Is It Too Good To Be True?

My whole life I was taught to work ridiculously hard to earn a bigger paycheck.  Now, I am not intending to say that trading is not ridiculously hard because it is.  It is just a different kind of difficult.

The way I was taught to work was to sacrifice myself for my paycheck.  Yes, I found it rewarding to help other people, but I found it to be a large sacrifice to do so in often pretty bad conditions.  From my first job as an adoption counselor working in an office with a boss who smoked pot and obtained her babies from I am not sure where, and was thus reported, all the way through to several other crazy scenarios that don't need to be rehashed here.  I think that I began to drink the Kool-Aid that earning a paycheck meant working in run-down buildings with floods, broken pipes, unsafe neighborhoods and as you have already read unhappy bosses.

So, now, as I sit here, still paper-trading, in disbelief at the money I have made in paper-trading, I am conflicted and confused.  Is it possible that I can really sit in my own home, comfy and cozy, with the sunlight coming through the window and the sounds of the birds and wind chimes outside, and make money?  This seems a little too good to be true, and in my upbringing I was taught that anything too good to be true is NOT true.

Yes, it has been a lot of work to get here, to get to this place of understanding the market and my strategy, and I know I still have A LOT more learning to do everyday.

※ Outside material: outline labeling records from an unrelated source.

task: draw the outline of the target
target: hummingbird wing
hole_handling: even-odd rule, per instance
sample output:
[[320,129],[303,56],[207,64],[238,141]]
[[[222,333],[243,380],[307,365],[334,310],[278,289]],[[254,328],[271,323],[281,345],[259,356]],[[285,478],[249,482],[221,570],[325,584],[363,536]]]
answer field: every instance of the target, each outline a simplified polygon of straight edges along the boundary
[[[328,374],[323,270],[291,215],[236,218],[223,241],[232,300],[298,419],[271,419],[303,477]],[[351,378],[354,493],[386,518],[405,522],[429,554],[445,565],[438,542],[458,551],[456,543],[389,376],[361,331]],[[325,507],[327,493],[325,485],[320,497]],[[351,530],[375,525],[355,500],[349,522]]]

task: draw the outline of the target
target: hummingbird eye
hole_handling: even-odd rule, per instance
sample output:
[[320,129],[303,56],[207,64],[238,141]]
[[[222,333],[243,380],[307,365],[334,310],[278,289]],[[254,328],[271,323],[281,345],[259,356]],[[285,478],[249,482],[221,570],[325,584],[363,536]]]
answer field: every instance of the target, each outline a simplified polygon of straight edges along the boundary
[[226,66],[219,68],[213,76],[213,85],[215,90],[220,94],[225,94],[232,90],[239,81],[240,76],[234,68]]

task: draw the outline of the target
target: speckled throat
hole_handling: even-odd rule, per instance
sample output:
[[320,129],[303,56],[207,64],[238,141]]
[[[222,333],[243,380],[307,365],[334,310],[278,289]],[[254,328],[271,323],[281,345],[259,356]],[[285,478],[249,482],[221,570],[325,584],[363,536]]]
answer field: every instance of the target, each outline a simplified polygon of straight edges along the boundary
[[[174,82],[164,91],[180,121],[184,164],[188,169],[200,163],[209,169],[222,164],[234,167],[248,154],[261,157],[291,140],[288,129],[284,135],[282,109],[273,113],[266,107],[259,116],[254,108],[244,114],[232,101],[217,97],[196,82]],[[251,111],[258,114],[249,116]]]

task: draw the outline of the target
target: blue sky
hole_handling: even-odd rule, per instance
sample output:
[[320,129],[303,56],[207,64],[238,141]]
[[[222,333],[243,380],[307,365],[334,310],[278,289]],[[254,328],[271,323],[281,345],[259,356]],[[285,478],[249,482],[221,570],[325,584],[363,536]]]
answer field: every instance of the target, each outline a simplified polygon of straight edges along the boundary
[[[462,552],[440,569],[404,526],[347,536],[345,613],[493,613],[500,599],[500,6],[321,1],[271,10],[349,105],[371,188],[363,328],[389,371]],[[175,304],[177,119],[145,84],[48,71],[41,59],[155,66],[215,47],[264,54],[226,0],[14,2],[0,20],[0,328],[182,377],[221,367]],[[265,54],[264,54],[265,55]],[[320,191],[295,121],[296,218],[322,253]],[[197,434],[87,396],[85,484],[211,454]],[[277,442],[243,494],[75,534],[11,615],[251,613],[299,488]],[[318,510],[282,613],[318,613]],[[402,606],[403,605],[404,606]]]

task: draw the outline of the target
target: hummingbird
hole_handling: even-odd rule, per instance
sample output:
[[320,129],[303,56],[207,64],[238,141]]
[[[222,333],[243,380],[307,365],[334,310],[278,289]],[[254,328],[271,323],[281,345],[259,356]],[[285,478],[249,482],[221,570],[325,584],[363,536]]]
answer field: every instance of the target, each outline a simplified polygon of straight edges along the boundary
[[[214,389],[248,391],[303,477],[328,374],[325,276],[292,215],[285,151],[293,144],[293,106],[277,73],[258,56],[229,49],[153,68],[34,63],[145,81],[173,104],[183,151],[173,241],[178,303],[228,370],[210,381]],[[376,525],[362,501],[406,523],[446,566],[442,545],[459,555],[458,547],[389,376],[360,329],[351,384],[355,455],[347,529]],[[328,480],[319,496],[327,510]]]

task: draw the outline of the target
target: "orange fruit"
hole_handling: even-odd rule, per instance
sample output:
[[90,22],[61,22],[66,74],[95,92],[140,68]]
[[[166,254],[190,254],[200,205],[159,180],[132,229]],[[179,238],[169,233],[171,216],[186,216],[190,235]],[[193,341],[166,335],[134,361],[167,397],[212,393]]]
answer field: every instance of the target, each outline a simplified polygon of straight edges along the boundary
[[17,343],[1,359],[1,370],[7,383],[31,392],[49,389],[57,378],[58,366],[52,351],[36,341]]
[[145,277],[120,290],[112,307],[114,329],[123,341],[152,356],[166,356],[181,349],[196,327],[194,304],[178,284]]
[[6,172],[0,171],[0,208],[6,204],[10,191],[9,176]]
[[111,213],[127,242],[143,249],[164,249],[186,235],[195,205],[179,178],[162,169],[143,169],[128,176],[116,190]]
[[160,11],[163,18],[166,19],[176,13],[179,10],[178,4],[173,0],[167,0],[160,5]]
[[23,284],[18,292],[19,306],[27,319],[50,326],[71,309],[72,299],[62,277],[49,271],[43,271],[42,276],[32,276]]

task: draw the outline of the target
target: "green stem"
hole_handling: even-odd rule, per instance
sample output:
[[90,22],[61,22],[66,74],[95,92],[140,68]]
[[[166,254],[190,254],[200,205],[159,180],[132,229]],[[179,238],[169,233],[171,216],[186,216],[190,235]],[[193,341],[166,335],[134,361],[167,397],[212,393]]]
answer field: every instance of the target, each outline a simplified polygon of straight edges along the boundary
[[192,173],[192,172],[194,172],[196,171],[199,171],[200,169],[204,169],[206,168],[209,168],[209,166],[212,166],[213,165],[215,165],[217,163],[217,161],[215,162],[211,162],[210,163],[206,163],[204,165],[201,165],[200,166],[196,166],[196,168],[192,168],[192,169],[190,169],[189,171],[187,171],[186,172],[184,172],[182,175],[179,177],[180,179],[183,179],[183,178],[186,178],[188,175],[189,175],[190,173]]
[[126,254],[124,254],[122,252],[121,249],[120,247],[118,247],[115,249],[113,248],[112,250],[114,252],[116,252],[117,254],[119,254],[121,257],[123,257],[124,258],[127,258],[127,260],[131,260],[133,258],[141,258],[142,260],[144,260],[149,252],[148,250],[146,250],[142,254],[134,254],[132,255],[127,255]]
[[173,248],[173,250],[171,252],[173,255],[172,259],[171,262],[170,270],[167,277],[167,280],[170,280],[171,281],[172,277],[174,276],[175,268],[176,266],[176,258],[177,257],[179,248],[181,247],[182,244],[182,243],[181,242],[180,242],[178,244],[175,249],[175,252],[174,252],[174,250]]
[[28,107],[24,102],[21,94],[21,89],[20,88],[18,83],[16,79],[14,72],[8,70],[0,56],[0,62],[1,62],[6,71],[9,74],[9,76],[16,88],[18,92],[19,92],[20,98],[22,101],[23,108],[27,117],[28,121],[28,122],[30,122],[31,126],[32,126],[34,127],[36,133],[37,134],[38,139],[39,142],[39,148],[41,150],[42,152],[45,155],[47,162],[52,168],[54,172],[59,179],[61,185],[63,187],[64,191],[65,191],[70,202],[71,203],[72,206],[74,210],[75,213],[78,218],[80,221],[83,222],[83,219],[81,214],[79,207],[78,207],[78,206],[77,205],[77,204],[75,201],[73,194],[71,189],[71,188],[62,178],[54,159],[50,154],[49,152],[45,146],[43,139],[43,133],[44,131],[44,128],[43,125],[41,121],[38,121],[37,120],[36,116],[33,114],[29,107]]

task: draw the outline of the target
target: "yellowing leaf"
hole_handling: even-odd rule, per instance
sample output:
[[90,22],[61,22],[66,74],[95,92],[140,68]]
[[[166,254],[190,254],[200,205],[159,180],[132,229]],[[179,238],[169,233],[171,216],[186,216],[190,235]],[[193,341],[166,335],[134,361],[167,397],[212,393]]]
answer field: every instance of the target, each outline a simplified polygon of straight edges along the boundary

And, yes, I quit my job and have lived on a single income with my husband for months, but this has all been a great time of learning for me.  It has all been a great time of introspection, not really a time of any type of sacrifice at all.

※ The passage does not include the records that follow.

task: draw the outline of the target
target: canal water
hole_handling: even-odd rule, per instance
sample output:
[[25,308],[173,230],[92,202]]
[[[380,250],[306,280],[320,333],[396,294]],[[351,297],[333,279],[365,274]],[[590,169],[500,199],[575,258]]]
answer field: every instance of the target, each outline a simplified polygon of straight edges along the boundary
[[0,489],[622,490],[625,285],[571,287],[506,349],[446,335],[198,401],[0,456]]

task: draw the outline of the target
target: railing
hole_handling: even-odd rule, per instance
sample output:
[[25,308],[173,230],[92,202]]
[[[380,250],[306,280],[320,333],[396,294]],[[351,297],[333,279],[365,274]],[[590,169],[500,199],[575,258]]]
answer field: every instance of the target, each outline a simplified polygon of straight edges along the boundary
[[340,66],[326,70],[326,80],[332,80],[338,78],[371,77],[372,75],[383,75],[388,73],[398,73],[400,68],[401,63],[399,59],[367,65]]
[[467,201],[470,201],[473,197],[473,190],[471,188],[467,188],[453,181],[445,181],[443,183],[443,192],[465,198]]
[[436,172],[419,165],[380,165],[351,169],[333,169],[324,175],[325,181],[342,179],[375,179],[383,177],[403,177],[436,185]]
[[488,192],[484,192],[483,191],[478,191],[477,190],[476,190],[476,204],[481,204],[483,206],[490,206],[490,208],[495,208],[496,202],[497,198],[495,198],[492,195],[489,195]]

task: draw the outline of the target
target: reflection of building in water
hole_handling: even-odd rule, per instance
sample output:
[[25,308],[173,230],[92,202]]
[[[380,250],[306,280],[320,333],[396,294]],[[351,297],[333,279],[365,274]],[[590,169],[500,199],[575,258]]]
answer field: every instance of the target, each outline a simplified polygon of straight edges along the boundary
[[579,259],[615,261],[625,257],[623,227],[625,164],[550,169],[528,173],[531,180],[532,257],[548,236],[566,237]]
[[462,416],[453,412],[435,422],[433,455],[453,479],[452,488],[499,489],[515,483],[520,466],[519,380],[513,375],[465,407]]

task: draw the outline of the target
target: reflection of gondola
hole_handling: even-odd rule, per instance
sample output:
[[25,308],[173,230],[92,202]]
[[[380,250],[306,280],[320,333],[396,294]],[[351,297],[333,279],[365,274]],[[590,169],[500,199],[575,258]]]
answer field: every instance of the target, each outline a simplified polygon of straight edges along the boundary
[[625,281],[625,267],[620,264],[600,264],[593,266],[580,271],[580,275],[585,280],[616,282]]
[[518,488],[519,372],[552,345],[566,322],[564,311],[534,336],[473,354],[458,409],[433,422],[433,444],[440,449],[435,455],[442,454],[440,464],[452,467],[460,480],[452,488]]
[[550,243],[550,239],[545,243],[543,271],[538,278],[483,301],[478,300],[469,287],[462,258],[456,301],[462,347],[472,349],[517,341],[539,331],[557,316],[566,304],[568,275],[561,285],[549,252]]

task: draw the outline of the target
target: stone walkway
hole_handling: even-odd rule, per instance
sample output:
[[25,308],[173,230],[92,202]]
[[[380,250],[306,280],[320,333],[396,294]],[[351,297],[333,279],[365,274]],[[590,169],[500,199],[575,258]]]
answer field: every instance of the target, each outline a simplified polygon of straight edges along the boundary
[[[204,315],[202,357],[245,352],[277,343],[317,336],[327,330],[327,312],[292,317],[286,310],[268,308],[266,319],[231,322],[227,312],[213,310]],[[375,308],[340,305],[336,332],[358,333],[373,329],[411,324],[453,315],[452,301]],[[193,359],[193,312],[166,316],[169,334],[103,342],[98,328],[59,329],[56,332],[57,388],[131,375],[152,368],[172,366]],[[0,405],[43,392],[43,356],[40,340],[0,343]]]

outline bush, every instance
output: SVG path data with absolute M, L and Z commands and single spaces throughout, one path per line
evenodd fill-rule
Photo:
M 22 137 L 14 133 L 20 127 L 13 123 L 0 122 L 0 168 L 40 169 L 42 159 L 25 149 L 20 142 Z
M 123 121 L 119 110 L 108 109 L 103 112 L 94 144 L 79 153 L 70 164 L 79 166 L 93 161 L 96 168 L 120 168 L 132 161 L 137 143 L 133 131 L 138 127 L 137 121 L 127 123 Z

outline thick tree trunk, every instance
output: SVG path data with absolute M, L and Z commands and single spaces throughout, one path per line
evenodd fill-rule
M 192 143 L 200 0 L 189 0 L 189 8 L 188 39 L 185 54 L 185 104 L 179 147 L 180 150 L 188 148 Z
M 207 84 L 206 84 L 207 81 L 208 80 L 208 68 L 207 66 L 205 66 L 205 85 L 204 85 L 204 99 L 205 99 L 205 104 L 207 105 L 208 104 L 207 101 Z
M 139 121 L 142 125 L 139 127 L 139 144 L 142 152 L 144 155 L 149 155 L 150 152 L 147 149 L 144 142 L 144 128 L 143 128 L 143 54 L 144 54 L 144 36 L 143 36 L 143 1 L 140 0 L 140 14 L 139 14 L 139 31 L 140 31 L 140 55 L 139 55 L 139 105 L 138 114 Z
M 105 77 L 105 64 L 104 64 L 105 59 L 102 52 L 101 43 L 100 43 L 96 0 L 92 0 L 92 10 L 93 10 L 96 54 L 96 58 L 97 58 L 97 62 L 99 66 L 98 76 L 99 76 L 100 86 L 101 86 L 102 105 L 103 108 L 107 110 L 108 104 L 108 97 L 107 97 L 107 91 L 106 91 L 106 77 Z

Everyday I learn more and more that conquering my fears of the market are really about conquering the fears in my own head - ending I think with this one - that this is now too good to be true.  I wonder if anybody else has had this fear?  I have heard other traders share that they have fears of losing all of their money, but I have not yet heard anybody share that they fear that they may now be in a life that is just plain good.

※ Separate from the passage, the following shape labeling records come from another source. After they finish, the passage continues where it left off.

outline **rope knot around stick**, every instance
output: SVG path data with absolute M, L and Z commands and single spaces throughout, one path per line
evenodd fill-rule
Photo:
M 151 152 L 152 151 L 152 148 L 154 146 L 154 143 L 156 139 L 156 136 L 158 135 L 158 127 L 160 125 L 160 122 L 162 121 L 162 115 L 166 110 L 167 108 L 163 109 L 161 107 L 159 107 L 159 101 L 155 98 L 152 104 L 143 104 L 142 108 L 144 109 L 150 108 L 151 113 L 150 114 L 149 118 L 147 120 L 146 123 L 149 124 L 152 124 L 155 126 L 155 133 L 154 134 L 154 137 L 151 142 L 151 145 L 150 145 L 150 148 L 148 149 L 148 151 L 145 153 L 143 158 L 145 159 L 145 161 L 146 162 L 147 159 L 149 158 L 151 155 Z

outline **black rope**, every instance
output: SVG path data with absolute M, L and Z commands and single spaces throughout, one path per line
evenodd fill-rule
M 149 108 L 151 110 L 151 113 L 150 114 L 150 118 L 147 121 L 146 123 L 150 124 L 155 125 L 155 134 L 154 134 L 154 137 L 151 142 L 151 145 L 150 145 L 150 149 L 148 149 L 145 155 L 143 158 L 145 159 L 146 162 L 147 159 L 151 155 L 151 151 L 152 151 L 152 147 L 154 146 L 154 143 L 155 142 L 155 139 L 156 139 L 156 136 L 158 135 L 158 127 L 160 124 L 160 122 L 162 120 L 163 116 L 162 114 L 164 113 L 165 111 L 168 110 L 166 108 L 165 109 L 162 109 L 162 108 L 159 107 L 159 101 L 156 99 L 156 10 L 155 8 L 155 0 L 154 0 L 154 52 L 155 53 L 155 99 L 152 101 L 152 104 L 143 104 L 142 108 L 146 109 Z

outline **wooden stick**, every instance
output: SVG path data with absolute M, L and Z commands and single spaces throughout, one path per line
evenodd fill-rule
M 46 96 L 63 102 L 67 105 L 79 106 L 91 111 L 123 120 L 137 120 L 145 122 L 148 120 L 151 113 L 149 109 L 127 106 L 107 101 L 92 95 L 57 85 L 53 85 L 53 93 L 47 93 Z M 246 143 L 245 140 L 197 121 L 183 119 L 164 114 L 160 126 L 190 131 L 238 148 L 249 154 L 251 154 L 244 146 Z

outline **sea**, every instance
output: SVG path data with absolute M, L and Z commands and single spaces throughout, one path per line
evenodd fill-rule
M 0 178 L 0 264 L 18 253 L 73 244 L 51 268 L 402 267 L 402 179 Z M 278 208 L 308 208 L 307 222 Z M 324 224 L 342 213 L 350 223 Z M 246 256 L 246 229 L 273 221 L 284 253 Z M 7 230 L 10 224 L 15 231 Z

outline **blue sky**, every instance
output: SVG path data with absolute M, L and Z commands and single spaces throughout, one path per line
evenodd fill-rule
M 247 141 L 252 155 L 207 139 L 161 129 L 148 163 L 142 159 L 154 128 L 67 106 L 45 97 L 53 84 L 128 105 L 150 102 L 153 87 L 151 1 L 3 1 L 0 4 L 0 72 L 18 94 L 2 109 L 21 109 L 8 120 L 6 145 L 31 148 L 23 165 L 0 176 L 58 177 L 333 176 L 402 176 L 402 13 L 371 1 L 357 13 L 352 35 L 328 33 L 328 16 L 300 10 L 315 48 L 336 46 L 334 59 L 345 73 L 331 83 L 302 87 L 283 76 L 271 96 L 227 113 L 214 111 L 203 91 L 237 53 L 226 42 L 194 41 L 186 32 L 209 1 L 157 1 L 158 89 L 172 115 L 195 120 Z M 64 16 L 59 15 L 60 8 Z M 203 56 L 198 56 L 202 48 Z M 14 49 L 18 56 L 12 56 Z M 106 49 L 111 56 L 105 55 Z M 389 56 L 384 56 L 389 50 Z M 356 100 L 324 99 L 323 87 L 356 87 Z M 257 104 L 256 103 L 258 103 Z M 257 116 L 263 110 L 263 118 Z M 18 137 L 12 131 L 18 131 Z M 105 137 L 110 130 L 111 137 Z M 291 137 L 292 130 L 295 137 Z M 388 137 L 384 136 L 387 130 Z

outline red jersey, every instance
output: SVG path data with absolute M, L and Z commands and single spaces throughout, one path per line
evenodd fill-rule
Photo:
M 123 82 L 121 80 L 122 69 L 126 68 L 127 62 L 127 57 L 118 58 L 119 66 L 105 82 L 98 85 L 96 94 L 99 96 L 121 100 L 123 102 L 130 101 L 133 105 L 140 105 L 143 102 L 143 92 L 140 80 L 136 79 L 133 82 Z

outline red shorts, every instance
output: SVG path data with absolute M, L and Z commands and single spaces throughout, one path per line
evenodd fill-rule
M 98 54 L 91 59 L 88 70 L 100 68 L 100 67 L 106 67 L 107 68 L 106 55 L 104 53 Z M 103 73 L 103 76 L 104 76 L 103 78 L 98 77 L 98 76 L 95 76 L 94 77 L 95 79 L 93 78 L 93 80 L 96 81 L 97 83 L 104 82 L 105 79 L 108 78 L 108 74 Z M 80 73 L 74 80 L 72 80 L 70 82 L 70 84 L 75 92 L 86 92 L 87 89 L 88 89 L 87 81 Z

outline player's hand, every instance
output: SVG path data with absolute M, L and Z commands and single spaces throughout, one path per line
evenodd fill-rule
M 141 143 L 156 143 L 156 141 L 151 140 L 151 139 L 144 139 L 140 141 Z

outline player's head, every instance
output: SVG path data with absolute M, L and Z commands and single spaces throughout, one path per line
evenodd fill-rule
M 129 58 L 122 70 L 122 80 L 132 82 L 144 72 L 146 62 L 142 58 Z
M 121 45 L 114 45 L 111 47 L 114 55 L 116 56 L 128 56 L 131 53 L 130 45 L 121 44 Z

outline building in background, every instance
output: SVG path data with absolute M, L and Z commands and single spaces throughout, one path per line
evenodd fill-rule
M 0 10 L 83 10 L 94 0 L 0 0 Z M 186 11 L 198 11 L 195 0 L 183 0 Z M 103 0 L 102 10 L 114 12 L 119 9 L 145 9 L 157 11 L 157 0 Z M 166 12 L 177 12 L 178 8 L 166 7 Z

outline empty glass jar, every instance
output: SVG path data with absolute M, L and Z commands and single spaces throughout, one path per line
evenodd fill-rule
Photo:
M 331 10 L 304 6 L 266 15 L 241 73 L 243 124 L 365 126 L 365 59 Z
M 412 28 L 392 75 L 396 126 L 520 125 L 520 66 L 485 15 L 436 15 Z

The question for me is why I would fear that.  Why would I fear a good work life?  Well, the answer I came up with today, while watching myself not enter a perfectly set up trade and once again watching money race away from me, is that I have an association that when things get too good, they end.  And, they don't just end with a hug and a party, they end with a tragic stab-in-the-gut, knock-you-to-your-knees blow.  Now there is some awareness.  So, it seems, to follow this illogical logic, that I feel fear because I think that if I start trading and am successful then it will all come to a crushing end.

As I have felt all along, the feelings and psychology of the market are also our feelings and psychology about life.  So, this means that perhaps I have been hesitant in life as well.  Thank goodness for this book that a great clinical and trading mentor recommended to me - Trading in the Zone.  Without this book I would not be learning what I REALLY need to know about my trading, and as I am finding out more and more, about my life.